Marc Roberge [10:14]: "When are we ready to scale sales, scale revenue, and how fast? And as I look back in those journeys, I was like, wow, are we operating at a kindergarten level on those questions."
Roberge introduces the concept of the "Science of Scaling," a framework designed to help boards and leadership teams make data-driven decisions about scaling their sales efforts. This approach emphasizes the importance of understanding market readiness and internal capabilities before ramping up sales operations.
A significant portion of the conversation explores the impact of Artificial Intelligence on the sales landscape. Roberge expresses a nuanced perspective, acknowledging that while AI can enhance certain aspects of sales, it cannot fully replace the human element essential for building genuine trust and relationships.
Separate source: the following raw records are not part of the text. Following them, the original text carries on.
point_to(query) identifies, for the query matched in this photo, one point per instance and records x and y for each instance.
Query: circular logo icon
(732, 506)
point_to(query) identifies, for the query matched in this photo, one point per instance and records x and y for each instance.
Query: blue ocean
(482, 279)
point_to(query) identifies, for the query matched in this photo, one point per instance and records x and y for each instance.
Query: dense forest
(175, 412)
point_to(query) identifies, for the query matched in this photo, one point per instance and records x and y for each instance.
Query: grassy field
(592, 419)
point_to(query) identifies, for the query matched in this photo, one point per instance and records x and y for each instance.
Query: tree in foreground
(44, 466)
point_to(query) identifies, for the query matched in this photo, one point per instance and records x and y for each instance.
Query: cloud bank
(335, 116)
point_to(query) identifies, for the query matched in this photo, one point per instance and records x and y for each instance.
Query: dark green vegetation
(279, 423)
Marc Roberge [18:05]: "Today's AI could do that better than most humans. Hey, I don't mean to the economic effects of this scary and it's going to take a while, but I've seen examples of this where the person on the other side had no idea they were speaking to AI and the AI performed better than 80% of salespeople."
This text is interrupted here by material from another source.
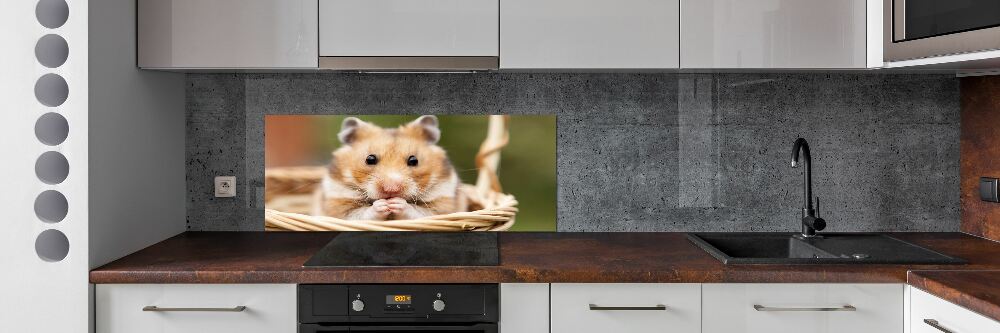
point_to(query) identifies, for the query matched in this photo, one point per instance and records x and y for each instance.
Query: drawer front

He warns that relying solely on AI may compromise the authenticity and relational aspects that are critical in sales, advocating for a balanced integration of technology and human skills.
Roberge discusses his podcast, "The Science of Scaling," which is co-produced with HubSpot and focuses on the intricacies of building and scaling sales teams in startups. By featuring first sales leaders from successful companies like OpenAI, Figma, and Asana, the podcast aims to uncover actionable strategies and lessons learned from real-world experiences.
Marc Roberge [20:22]: "I try to take these folks who've seen the whole journey, but we go back to the early days and try to unpack what they did to hopefully create some education for this new generation of founders."
This initiative underscores Roberge’s commitment to educating founders on effective sales strategies, fostering a new generation of entrepreneurs equipped with the knowledge to navigate the complexities of scaling their sales operations.
The episode concludes with Roberge and Kenny reflecting on the critical insights discussed. Roberge reinforces the notion that sales is an integral skill set for founders, pivotal not just for revenue generation but for steering the organization’s vision and growth. The conversation serves as a comprehensive guide for entrepreneurs aiming to prioritize and master sales and marketing to propel their ventures toward sustained success.
Notable Quotes:
This episode of HBR On Leadership offers invaluable perspectives for founders and leaders, emphasizing that mastering sales and marketing is not an optional skill but a fundamental necessity for driving and sustaining business success.